---
title: "Extract codelists from JSON files"
output: rmarkdown::html_vignette
vignette: >
  %\VignetteIndexEntry{a05_ExtractCodelistsfromJSONfile}
  %\VignetteEngine{knitr::rmarkdown}
  %\VignetteEncoding{UTF-8}
---

```{r, include = FALSE}
NOT_CRAN <- identical(tolower(Sys.getenv("NOT_CRAN")), "true")

knitr::opts_chunk$set(
  collapse = TRUE,
  comment = "#>",
  out.width = "100%",
  eval = NOT_CRAN
)
```

## Extracting codelists from JSON files
In this vignette, we will explore the functions that help us to generate codelists from JSON files. There are two main types of JSON files we can work with:

-   *Concept sets*: These files usually contain a set of concepts that are grouped together based on a common definition or a clinical meaning. Each concept set may include inclusion/exclusion rules, descendants, and mapping criteria to define the exact scope of concepts included.
-   *Cohorts*: These files define cohorts, which are groups of individuals meeting specific criteria for inclusion in a study. The cohort definitions also include embedded concept sets, logic criteria, time windows, and other metadata needed for cohort construction.

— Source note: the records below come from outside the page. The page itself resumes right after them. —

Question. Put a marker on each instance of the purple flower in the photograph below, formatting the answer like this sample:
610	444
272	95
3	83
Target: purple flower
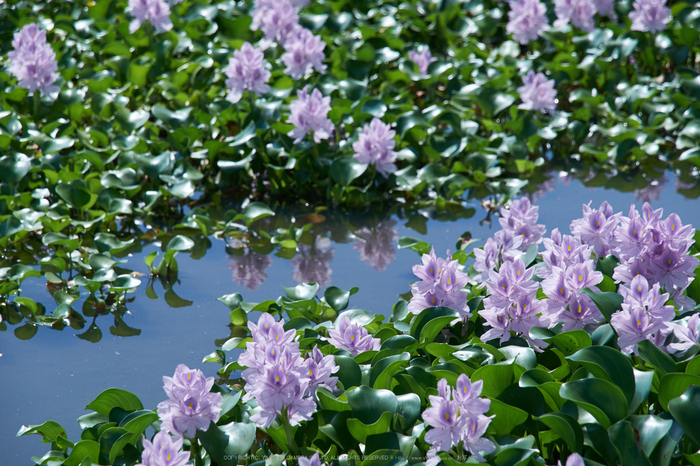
579	12
315	460
312	263
574	459
442	284
303	54
375	146
163	451
33	61
310	113
190	405
157	12
687	334
458	420
537	93
422	58
246	71
249	270
376	244
352	337
650	15
527	20
277	19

In the following sections, we will explore how to use specific functions to extract the codelists generated by these two type of JSON files. Specifically, we will delve into:

-   `codesFromConceptSet()`: to extract concept IDs directly from a concept set JSON.
-   `codesFromCohort()`: to extract concept IDs from the concept sets embedded within a cohort definition JSON.

Hence, we will start by loading the necessary packages, creating a mock cdm, and saving the mock json files we are going to use to reproduce the example.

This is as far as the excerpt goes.